Koronavirüs hakkındaki bilgiler her geçen yün yenileniyor. Önceleri damlacık yoluyla bulaştığı, havada asılı kalmadığı düşünülen virüsün cansız yüzeylerde de günlerce kalabildiği ortaya çıkınca alınması gereken önlemler de arttı. Özellikle dış dünyamızı çevreleyen tüm nesnelere dokunduğumuz için ellerimiz de koronavirüsün bulaşmasında en etkili organlarımız. Acıbadem Eskişehir Hastanesi Enfeksiyon Hastalıkları ve Klinik Mikrobiyoloji Uzmanı Dr. Meltem Hüner, el hijyenini tam anlamıyla sağlama konusunda unutmamamız gereken noktaların altını çiziyor: “Uzunca bir süredir hayatımızı sınırlandırdık. Mümkün olduğunca az dışarı çıkıyoruz ve az kişiyle görüşüyoruz. Yine de eve geldiğimizde muhakkak önce ellerimizi su ve sabunla en az 20 saniye yıkamamız gerekiyor. Tüm parmaklarımızı, parmak aralarımızı, tırnak diplerimizi, avuç içini ve elimizin dış yüzeyini de yıkadığımızdan emin olmalıyız. Evden hiç çıkmasak bile tuvaletten sonra, yemekten önce ve sonra ya da yaptığımız işlere göre örneğin bahçe ile ilgilenmişsek, elimizi aynı özenle yıkamamız şart.”

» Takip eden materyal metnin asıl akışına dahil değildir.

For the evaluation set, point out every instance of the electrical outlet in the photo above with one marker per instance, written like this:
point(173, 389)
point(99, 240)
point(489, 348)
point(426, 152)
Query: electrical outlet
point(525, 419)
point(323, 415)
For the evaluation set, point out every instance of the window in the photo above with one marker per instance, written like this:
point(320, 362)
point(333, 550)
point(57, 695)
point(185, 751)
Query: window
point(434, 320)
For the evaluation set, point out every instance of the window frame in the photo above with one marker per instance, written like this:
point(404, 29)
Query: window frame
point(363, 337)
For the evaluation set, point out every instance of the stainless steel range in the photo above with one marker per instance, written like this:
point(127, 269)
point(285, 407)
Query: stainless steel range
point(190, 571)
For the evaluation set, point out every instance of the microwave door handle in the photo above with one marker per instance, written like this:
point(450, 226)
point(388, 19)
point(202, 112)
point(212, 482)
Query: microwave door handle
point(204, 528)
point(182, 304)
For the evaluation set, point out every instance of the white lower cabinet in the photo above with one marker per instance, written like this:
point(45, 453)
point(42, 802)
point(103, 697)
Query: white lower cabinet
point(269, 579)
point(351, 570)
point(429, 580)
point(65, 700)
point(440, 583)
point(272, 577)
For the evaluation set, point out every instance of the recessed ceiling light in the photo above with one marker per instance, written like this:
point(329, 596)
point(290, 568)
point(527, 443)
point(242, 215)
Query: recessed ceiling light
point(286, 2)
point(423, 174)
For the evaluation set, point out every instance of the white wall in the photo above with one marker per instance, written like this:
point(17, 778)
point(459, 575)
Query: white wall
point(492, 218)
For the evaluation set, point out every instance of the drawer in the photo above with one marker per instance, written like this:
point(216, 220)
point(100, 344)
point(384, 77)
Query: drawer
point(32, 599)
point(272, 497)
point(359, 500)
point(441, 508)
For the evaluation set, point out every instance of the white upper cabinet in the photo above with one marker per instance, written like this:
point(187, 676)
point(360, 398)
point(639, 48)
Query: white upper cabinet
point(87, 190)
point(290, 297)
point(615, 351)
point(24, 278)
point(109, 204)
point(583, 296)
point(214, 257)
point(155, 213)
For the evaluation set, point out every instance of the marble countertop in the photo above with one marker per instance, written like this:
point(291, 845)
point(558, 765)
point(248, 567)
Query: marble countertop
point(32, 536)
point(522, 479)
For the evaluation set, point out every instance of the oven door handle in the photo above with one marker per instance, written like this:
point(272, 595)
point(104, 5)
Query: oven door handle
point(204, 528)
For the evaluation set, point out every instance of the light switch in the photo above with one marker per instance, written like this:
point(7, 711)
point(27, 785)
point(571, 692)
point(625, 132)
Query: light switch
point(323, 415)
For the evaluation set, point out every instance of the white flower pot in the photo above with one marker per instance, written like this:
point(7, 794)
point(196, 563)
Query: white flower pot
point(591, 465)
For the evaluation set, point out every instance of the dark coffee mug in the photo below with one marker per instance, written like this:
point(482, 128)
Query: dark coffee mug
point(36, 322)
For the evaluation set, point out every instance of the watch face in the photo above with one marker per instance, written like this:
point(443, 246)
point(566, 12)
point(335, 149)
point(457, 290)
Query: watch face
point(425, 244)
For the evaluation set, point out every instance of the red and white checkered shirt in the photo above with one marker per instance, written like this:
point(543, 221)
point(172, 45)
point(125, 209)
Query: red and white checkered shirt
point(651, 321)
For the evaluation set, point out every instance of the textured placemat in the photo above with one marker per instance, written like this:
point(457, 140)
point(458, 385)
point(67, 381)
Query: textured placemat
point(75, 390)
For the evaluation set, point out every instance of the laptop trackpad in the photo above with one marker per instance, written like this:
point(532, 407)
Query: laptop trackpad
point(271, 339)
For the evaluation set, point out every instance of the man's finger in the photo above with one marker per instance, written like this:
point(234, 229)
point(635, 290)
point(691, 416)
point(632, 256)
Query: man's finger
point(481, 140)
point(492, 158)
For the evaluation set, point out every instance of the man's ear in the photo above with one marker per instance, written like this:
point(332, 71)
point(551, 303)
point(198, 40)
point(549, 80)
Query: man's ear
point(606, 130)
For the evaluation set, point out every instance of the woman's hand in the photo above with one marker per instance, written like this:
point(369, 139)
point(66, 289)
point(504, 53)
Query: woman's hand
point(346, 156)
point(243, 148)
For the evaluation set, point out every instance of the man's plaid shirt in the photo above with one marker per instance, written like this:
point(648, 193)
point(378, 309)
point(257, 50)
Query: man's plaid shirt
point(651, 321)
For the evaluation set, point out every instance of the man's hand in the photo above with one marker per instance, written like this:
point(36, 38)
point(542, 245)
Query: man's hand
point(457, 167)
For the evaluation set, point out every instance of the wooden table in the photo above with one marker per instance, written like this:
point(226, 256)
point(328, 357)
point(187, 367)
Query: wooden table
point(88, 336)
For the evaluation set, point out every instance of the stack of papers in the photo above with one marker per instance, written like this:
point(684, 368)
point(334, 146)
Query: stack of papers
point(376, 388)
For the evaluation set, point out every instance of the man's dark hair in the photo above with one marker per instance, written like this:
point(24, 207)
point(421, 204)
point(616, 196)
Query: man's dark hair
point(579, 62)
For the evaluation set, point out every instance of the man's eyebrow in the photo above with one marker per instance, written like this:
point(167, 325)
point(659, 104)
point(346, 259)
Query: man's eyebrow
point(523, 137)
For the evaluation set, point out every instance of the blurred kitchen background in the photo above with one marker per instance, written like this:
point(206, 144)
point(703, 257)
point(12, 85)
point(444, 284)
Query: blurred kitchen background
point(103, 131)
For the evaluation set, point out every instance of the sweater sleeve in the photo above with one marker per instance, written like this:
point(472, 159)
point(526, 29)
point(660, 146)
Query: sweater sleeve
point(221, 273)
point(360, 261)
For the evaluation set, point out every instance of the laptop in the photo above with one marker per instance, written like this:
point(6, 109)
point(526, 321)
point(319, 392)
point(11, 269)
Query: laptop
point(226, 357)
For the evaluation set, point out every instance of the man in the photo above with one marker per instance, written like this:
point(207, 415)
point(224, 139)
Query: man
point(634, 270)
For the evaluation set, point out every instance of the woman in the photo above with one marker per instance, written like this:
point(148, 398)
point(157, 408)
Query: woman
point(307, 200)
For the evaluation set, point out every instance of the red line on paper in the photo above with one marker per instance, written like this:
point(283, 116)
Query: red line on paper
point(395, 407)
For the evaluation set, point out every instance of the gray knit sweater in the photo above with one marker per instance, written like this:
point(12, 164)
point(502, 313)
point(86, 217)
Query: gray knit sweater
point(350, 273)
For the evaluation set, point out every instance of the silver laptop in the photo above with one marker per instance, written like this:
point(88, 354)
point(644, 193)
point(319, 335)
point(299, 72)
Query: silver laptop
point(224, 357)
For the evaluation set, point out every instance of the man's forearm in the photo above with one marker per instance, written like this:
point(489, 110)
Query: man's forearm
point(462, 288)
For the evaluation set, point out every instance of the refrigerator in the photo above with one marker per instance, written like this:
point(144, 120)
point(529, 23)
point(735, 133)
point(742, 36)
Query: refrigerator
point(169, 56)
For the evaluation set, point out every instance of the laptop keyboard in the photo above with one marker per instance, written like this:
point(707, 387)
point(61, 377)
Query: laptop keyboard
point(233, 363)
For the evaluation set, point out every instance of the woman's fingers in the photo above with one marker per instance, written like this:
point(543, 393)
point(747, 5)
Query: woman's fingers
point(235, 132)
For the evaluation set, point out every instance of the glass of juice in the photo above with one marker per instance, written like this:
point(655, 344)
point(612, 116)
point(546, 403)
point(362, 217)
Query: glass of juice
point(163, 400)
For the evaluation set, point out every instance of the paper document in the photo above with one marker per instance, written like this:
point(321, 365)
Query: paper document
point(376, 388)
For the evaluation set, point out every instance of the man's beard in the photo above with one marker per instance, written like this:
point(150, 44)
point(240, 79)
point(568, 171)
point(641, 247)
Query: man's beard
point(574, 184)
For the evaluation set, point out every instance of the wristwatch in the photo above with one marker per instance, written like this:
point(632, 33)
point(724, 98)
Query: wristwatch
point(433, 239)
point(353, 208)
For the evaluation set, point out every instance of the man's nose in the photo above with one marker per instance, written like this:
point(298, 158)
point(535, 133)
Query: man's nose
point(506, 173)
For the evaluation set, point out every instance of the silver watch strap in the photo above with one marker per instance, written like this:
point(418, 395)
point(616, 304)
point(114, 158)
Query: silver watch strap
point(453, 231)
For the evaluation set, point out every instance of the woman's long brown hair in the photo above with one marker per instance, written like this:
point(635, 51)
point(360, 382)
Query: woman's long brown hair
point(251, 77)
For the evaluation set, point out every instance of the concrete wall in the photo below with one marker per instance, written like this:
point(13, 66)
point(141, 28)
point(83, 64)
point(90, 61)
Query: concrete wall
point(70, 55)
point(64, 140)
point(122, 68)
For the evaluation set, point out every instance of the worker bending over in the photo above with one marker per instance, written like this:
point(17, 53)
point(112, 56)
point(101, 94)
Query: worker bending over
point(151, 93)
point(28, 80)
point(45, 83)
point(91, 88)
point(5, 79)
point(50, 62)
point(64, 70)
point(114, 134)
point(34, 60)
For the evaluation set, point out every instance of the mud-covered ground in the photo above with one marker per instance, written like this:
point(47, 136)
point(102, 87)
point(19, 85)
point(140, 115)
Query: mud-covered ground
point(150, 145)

Sakal, bıyık tıraşına dikkat!

Koronavirüs günlerinde yeni davranışlar edinirken bazı alışkanlıklarımızı da geride bırakıyoruz. Terk etmemiz gereken alışkanlıklarımızın çoğu ise ellerimizle ilgili. Çünkü gün içerisinde sayısız kez yüzümüze dokunduğumuzun, saçlarımızı düzelttiğimizin farkında olmuyoruz. Bu alışkanlığın devamı da hem el hijyenini ortadan kaldırıyor hem de elimizdeki virüsün ya da başka mikropların bulaşmasına neden olabiliyor. Koronavirüsün ağız, burun ve göz yoluyla vücudumuza girdiğini hatırlatan Dr. Meltem Hüner, “Ellerimizi nasıl kullandığımız konusunda farkındalık geliştirmemiz önemli. Buna dikkat ettiğinizde elinizi ne kadar çok yüzünüze, burnunuza, gözünüze dokundurduğuna şaşırabilirsiniz. Bu alışkanlıktan kurtulmak için el hareketlerinize odaklanabilirsiniz” diyor. Erkeklerin bıyık ve sakallarının koronavirüsün yerleşmesi ve tutunması için uygun ortam oluşturduğuna işaret eden Dr. Meltem Hüner, sakal-bıyık tıraşının önemine dikkat çekiyor.

Aksesuarları çıkarın

Ellerimizle ilgili önemli bir başka nokta da kullandığımız aksesuarlar. Yüzük ve bileklik deyince özellikle kadınlar akla gelse de nikah ve nişan yüzüğü takan erkeklerin de koronovirüsün metal yüzeylerde uzun süre canlı kalabildiğini hatırlaması gerekiyor. Ayrıca hijyenik el yıkamayı da engelleyebilen yüzük gibi aksesuarların salgın sona erene kadar kullanılmamasını öneren Enfeksiyon ve Klinik Mikrobiyoloji Uzmanı Dr. Meltem Hüner, “Ellerinizi yıkasanız bile yüzük gibi aksesuarlar virüslerden tam arınmayı engelleyebilir. Yüzük nedeniyle parmakları durulamak da daha zor olabilir. Özellikle uzun yıllardır takılan nikah yüzüklerini çıkarmak, terk edilmesi için zor bir alışkanlık olsa da içinde bulunduğumuz dönemde yapmamız gereken bu” diye konuştu.